Ahora Trump está colaborando con China. No hay ningún motivo para empujar a Corea del Norte a que adopte reacciones hostiles con armamento nuclear. Como lo dijo la semana pasada el secretario de Estado de EU, Rex Tillerson, tenemos que convencer a Pyongyang de que no intentamos hacer un cambio de régimen, sino tan solo la desnuclearización pacífica de la península coreana.

Lo mismo con las Filipinas. Las innecesarias provocaciones a China que hacía el anterior gobierno de Filipinas, que llevó el asunto de la soberanía de las islas del Mar de China Meridional a un tribunal occidental prejuiciado, sin la participación de China, fue lo que Obama utilizó como pretexto para desplegar una poderosa fuerza militar en la región. Con la elección de Duterte, esa crisis terminó, y Filipinas ahora colabora estrechamente con China y también con Estados Unidos. Tanto Filipinas como Estados Unidos tienen ahora una dirección sensata y rechazan la demencia de una guerra mundial entre las potencias nucleares.

Este martes 2 de mayo, Trump tuvo una larga conversación por teléfono con el Presidente Putin, durante la cual acordaron trabajar juntos para forjar una solución política pacífica en los puntos de conflicto de Corea del Norte y Siria. Esto aterroriza a los británicos, quienes creían que ya habían envenenado definitivamente el propósito del Presidente Trump de hacerse amigo de Putin, con sus mentiras sobre las armas químicas y Assad, lo cual había inducido a Trump a bombardear la base aérea siria.

Por supuesto, el New York Times, la voz del imperio británico en Estados Unidos, califica a Xi Jinping y a Putin como “dictadores”, y alega que Trump es un tirano porque quiere ser amigo de ellos, o de otros “dictadores autoritarios” como Duterte, y Al-Sisi de Egipto, o cualquier otro que desafíe la división imperial del mundo impuesta por los británicos en bandos enemigos, y que solo están interesados en combatir el terrorismo, y no a otros Estados nacionales. En realidad, estos son los países que integran la Nueva Ruta de la Seda, que quieren colaborar como amigos en la construcción de un mundo merecedor de la dignidad de la humanidad.

Hasta el momento, Trump no ha anunciado todavía que vaya a asistir o no al Foro de la Franja y la Ruta, programado en Pekín para los días 14 y 15 de mayo, en donde se reunirán los líderes de unas 100 naciones para conversar sobre el futuro de la humanidad en base al desarrollo mutuo, el alivio de la pobreza extrema (como lo ha logrado China casi por completo), y un mundo libre de la guerra y del terrorismo.
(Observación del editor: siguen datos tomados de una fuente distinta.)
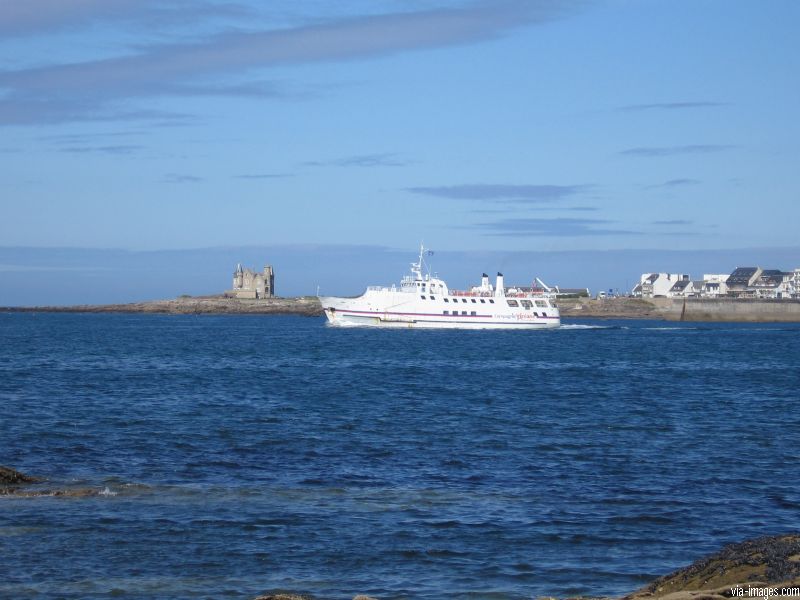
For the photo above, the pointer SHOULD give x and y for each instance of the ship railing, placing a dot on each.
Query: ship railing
(485, 294)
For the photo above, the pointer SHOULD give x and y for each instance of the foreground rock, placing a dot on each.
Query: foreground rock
(11, 477)
(767, 562)
(12, 483)
(308, 306)
(282, 596)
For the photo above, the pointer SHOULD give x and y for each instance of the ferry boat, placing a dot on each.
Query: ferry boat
(425, 301)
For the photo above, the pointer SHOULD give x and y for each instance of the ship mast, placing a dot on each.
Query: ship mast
(416, 268)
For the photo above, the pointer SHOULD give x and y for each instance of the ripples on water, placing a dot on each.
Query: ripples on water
(241, 454)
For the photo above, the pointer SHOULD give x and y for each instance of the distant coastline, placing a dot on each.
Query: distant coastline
(666, 309)
(193, 305)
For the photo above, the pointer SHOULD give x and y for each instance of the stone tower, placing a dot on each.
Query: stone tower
(249, 284)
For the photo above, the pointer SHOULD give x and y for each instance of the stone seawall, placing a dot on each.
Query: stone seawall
(709, 309)
(678, 309)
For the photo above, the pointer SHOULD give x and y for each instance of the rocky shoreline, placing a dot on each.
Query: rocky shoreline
(307, 306)
(666, 309)
(756, 568)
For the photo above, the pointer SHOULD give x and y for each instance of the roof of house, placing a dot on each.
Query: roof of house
(741, 275)
(680, 285)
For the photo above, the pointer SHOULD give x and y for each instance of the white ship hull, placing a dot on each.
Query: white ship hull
(425, 302)
(373, 310)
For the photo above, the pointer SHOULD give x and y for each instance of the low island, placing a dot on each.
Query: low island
(667, 309)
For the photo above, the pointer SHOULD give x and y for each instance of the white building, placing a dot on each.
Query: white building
(714, 285)
(653, 285)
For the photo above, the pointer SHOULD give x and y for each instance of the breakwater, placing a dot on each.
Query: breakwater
(669, 309)
(688, 309)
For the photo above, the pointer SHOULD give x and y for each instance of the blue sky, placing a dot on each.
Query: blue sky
(330, 138)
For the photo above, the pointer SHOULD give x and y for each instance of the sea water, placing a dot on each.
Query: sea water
(235, 455)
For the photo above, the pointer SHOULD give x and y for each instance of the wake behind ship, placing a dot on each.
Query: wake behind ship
(425, 301)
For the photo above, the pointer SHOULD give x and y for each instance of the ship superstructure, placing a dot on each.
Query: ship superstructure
(423, 300)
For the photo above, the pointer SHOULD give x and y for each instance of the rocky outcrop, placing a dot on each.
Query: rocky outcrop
(765, 562)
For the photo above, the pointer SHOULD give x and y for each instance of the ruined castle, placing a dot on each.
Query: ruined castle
(249, 284)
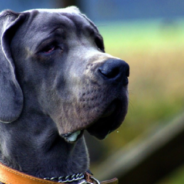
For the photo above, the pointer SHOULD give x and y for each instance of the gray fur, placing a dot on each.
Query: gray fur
(55, 78)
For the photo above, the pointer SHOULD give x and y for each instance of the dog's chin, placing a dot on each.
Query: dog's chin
(111, 119)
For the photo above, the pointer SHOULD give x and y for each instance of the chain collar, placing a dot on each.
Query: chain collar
(65, 179)
(79, 178)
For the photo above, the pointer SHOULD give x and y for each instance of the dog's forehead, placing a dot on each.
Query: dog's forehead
(69, 17)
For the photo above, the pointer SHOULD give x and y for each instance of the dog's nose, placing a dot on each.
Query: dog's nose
(114, 70)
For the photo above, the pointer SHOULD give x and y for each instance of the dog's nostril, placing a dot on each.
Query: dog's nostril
(109, 72)
(114, 69)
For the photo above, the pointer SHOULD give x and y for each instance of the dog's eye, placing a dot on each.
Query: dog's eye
(99, 43)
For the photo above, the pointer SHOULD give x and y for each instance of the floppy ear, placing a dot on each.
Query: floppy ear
(11, 97)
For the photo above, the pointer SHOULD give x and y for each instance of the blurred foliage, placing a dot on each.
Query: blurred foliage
(154, 51)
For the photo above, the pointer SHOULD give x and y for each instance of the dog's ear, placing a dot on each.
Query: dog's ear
(11, 97)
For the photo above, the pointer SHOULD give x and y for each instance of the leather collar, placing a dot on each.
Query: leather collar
(12, 176)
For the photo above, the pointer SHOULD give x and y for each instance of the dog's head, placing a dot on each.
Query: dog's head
(59, 60)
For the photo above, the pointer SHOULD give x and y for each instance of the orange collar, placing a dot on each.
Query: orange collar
(12, 176)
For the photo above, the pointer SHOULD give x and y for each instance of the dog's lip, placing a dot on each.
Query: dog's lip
(72, 137)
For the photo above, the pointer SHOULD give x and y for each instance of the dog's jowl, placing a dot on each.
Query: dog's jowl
(56, 81)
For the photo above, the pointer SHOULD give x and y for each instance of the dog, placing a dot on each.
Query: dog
(56, 81)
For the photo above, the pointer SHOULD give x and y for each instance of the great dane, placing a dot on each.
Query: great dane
(56, 81)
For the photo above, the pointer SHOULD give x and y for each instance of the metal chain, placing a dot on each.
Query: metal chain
(69, 178)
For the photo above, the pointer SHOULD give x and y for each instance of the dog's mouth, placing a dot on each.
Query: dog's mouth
(109, 121)
(73, 136)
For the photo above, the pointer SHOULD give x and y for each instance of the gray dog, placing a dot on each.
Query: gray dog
(56, 81)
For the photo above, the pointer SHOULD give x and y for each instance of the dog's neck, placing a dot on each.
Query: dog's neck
(32, 145)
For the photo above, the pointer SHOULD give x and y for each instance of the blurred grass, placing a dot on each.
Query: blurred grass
(154, 51)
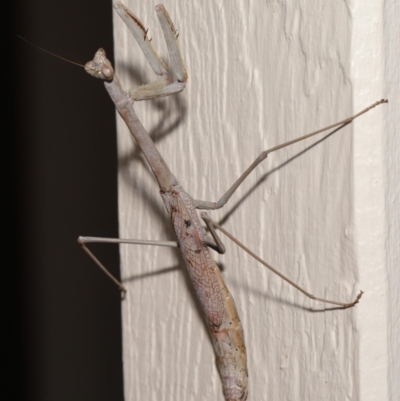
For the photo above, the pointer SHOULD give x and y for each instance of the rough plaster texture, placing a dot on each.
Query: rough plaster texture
(261, 73)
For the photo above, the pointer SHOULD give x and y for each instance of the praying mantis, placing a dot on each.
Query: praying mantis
(233, 368)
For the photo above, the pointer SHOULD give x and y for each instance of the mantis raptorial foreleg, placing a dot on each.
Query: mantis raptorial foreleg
(165, 86)
(214, 299)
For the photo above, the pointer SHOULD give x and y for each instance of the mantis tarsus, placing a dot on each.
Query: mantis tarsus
(216, 302)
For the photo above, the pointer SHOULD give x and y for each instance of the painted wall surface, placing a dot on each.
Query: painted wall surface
(262, 73)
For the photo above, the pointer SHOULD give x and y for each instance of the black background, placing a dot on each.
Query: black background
(63, 314)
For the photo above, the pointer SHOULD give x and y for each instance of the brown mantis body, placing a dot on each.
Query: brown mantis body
(216, 302)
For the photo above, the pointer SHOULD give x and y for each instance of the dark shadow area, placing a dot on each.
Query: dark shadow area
(65, 318)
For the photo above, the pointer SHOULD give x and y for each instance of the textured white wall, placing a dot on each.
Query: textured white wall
(261, 73)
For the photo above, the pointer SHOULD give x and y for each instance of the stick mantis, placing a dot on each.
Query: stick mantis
(217, 304)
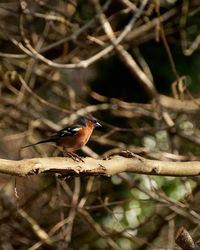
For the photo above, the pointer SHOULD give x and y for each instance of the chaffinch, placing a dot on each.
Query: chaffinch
(73, 137)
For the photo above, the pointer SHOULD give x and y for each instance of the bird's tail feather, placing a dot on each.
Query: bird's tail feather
(40, 142)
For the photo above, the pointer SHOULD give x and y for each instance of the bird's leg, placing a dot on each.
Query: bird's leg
(75, 157)
(72, 155)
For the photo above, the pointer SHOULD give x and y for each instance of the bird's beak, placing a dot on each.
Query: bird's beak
(97, 124)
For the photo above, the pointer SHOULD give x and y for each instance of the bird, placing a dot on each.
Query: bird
(73, 137)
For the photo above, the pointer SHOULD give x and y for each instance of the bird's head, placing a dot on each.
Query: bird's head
(90, 121)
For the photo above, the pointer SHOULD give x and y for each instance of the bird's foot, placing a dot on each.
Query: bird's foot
(74, 157)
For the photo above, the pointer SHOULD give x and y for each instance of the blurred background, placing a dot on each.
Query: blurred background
(134, 65)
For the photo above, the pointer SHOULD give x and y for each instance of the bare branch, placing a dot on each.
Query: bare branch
(107, 167)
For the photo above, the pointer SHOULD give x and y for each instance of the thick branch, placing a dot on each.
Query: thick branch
(90, 166)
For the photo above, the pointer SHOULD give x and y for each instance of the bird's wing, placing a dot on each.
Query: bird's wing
(68, 131)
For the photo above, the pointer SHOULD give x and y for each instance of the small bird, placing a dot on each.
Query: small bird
(73, 137)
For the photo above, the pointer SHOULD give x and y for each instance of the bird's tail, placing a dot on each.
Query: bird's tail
(39, 142)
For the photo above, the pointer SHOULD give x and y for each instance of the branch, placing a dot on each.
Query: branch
(107, 167)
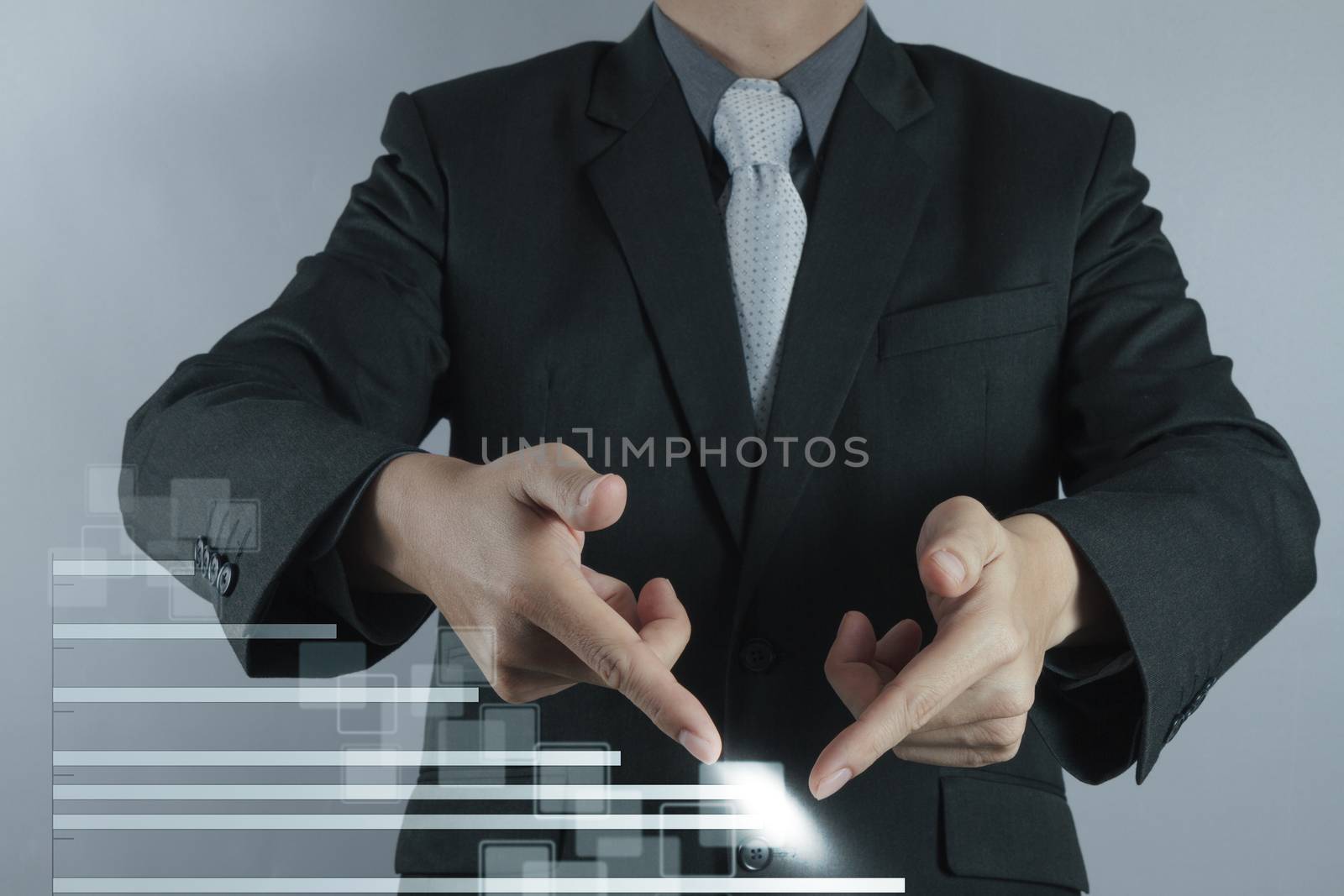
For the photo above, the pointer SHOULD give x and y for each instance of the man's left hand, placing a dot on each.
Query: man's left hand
(1001, 594)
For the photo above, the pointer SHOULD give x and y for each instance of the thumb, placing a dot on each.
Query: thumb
(558, 479)
(958, 539)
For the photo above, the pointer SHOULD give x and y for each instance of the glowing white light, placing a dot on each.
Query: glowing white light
(764, 795)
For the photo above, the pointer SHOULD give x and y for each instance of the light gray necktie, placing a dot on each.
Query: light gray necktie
(756, 128)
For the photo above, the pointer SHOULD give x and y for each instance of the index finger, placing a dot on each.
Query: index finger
(956, 658)
(622, 660)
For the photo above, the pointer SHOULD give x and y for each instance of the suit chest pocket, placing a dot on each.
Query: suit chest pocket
(964, 392)
(974, 318)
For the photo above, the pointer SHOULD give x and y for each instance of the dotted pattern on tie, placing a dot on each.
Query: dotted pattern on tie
(756, 129)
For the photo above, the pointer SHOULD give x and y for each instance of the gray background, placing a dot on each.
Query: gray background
(165, 164)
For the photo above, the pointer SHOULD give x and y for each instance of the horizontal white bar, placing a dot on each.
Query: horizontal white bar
(479, 886)
(123, 567)
(356, 694)
(187, 631)
(339, 758)
(398, 821)
(402, 792)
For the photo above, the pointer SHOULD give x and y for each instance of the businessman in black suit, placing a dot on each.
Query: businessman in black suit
(743, 238)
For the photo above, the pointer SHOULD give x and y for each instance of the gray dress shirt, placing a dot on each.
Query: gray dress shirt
(815, 83)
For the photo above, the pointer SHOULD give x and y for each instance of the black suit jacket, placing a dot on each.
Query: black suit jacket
(984, 298)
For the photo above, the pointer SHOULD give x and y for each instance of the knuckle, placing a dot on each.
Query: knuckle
(510, 687)
(918, 707)
(613, 665)
(1012, 703)
(1005, 644)
(1001, 732)
(981, 757)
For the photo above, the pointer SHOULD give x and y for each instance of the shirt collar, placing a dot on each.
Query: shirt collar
(815, 83)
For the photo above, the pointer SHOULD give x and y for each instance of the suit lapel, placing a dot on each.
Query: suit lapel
(870, 195)
(654, 186)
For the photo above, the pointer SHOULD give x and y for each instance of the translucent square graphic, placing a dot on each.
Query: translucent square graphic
(454, 663)
(517, 859)
(510, 726)
(355, 715)
(319, 660)
(192, 503)
(620, 846)
(696, 853)
(102, 484)
(358, 775)
(109, 540)
(465, 735)
(234, 526)
(185, 605)
(600, 775)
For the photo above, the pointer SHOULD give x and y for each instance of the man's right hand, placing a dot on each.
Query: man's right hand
(497, 548)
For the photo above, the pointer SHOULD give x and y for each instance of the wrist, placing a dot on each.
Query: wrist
(389, 523)
(1077, 607)
(1050, 577)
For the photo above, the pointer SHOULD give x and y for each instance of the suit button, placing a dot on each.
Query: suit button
(757, 654)
(228, 579)
(754, 853)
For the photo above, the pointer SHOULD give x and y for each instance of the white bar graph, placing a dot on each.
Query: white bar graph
(353, 694)
(338, 758)
(76, 567)
(188, 631)
(479, 886)
(355, 793)
(396, 821)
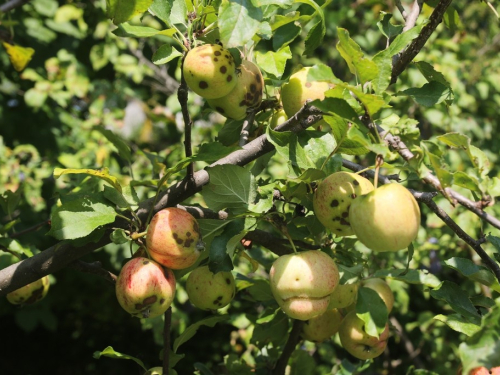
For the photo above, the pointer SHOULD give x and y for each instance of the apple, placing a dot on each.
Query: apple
(302, 283)
(144, 288)
(333, 198)
(173, 238)
(344, 296)
(30, 293)
(322, 327)
(357, 342)
(383, 290)
(246, 94)
(386, 219)
(298, 89)
(210, 71)
(209, 291)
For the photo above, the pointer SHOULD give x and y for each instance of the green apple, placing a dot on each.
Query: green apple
(173, 238)
(210, 71)
(209, 291)
(386, 219)
(322, 327)
(298, 89)
(383, 290)
(30, 293)
(144, 288)
(357, 342)
(333, 198)
(344, 296)
(246, 94)
(302, 283)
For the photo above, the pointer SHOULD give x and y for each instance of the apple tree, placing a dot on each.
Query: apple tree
(251, 186)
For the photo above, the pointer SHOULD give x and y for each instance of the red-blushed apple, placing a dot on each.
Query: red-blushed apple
(209, 291)
(386, 219)
(302, 283)
(383, 290)
(246, 94)
(144, 288)
(333, 198)
(210, 71)
(30, 293)
(357, 342)
(322, 327)
(173, 238)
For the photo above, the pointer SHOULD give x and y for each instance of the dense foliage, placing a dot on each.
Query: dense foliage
(92, 140)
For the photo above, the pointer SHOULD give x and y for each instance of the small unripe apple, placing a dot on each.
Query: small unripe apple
(173, 238)
(209, 71)
(246, 94)
(344, 296)
(386, 219)
(298, 89)
(144, 288)
(302, 283)
(357, 342)
(383, 290)
(30, 293)
(322, 327)
(209, 291)
(333, 198)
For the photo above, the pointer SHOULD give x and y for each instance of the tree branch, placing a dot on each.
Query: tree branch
(401, 62)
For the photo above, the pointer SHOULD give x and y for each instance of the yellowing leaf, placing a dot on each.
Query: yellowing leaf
(18, 56)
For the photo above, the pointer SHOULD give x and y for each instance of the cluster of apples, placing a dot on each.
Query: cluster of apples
(211, 72)
(145, 288)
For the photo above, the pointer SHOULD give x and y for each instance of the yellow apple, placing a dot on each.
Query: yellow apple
(386, 219)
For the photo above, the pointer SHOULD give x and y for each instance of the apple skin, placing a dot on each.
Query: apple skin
(383, 290)
(208, 291)
(386, 219)
(322, 327)
(246, 94)
(173, 238)
(302, 283)
(333, 198)
(357, 342)
(295, 93)
(344, 296)
(30, 293)
(209, 70)
(144, 288)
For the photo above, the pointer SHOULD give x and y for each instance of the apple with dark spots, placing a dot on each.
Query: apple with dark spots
(173, 238)
(302, 283)
(333, 199)
(246, 94)
(385, 219)
(30, 293)
(210, 71)
(209, 291)
(144, 288)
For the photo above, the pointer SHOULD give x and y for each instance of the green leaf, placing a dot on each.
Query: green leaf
(371, 309)
(365, 69)
(122, 10)
(483, 347)
(111, 353)
(239, 21)
(430, 94)
(274, 62)
(418, 277)
(458, 300)
(190, 331)
(474, 272)
(165, 54)
(230, 187)
(459, 324)
(81, 216)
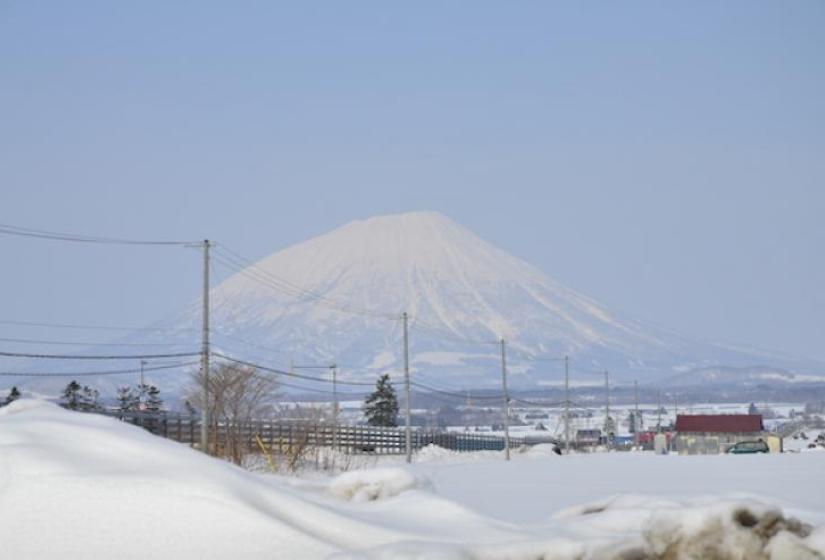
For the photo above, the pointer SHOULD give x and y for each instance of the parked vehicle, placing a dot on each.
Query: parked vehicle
(749, 447)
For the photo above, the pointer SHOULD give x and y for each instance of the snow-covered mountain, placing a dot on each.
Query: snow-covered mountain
(339, 297)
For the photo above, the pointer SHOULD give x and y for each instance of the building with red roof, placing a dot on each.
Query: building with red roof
(711, 434)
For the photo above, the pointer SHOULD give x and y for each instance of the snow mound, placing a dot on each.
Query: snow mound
(432, 453)
(80, 486)
(376, 484)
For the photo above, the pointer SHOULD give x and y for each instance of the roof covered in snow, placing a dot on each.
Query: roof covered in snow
(735, 423)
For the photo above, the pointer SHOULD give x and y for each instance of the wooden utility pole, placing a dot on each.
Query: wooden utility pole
(334, 369)
(205, 351)
(505, 402)
(636, 420)
(607, 409)
(407, 415)
(567, 404)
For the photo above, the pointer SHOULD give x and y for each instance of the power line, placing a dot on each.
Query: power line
(94, 373)
(287, 373)
(250, 269)
(98, 357)
(7, 229)
(68, 343)
(86, 327)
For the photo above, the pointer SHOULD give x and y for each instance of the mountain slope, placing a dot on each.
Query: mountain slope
(462, 294)
(338, 298)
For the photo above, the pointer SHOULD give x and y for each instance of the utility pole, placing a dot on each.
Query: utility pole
(659, 411)
(607, 409)
(334, 368)
(205, 351)
(566, 404)
(505, 403)
(636, 420)
(407, 428)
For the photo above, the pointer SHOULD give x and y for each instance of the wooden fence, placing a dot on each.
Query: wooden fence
(283, 433)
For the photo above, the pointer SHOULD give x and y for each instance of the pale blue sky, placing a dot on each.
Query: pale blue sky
(667, 159)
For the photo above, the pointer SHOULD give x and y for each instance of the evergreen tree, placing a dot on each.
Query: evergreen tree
(89, 399)
(72, 397)
(381, 406)
(153, 401)
(126, 399)
(13, 395)
(189, 408)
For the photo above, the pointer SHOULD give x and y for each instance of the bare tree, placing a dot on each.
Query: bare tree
(237, 395)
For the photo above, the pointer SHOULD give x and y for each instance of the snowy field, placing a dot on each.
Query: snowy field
(83, 486)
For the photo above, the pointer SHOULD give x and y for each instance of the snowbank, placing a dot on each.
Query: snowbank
(374, 484)
(81, 486)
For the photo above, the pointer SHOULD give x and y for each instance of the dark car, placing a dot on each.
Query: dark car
(749, 447)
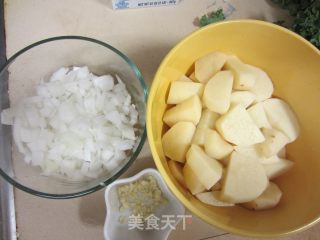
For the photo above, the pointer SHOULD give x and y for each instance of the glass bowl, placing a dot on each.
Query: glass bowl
(25, 69)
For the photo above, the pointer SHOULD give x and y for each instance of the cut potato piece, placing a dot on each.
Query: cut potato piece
(182, 90)
(193, 77)
(245, 98)
(215, 146)
(188, 111)
(183, 78)
(177, 140)
(270, 160)
(208, 65)
(276, 169)
(281, 117)
(263, 87)
(282, 153)
(213, 199)
(251, 151)
(217, 186)
(207, 120)
(254, 152)
(208, 170)
(192, 181)
(244, 79)
(199, 136)
(259, 116)
(176, 170)
(217, 92)
(245, 179)
(275, 141)
(238, 128)
(268, 199)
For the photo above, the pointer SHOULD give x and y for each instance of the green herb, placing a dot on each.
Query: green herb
(212, 17)
(306, 15)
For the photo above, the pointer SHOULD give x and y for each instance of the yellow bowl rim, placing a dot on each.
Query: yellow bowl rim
(157, 160)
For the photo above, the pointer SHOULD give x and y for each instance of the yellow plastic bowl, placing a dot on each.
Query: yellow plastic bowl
(294, 66)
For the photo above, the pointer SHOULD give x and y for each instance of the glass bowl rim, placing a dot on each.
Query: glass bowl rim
(133, 156)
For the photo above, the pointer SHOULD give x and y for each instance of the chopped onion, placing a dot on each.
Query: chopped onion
(78, 125)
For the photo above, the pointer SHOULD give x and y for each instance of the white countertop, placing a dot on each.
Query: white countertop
(145, 35)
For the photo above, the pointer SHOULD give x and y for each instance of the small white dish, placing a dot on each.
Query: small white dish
(115, 230)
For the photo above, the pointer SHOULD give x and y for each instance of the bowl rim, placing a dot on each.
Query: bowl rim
(163, 187)
(133, 157)
(152, 144)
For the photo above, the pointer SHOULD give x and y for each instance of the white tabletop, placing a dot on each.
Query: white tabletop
(145, 35)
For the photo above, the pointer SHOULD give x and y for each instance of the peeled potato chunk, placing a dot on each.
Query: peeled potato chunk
(268, 199)
(242, 97)
(177, 140)
(238, 128)
(176, 170)
(208, 170)
(255, 152)
(183, 78)
(274, 170)
(193, 77)
(215, 146)
(244, 78)
(273, 143)
(208, 65)
(213, 199)
(251, 151)
(259, 116)
(208, 120)
(188, 111)
(263, 86)
(245, 179)
(217, 186)
(282, 153)
(217, 92)
(182, 90)
(281, 117)
(192, 181)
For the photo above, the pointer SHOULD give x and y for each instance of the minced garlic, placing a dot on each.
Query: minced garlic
(142, 197)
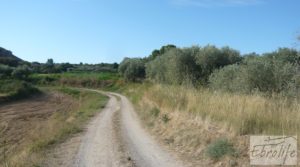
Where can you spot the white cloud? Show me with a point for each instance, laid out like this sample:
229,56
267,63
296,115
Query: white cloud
217,3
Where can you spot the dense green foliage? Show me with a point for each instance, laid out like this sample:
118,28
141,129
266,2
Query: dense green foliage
190,65
7,58
270,73
220,69
132,69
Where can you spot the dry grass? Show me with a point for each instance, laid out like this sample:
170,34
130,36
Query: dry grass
244,114
197,118
43,123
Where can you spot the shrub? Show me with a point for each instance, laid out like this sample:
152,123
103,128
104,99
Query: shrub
256,74
210,58
189,65
132,69
220,148
21,72
229,78
5,71
174,67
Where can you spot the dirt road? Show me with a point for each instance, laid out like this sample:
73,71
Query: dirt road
115,138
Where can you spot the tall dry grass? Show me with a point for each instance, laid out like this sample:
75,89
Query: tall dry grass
187,120
246,114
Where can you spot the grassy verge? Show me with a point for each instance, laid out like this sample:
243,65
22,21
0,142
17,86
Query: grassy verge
60,126
103,80
16,89
188,120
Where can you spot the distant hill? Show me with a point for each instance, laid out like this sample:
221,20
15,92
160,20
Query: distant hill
7,58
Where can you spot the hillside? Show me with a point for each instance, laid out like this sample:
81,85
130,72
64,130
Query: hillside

Como lo señaló Helga Zepp-LaRouche el 13 de abril, si Trump procede a llevar a Estados Unidos hacia la Nueva Ruta de la Seda, será recordado como uno de los más grandes Presidentes estadounidenses. La idea misma del imperio, de un mundo compuesto de gente y naciones darwinianas que funcionan como animales, peleando por sacar ventaja del otro, se puede depositar en el basurero de la historia de una vez y para siempre. La humanidad puede avanzar entonces a su verdadero destino, para construir un mundo justo y próspero, para llevar a la humanidad al espacio, y crear un Renacimiento científico y cultural entre todos los pueblos.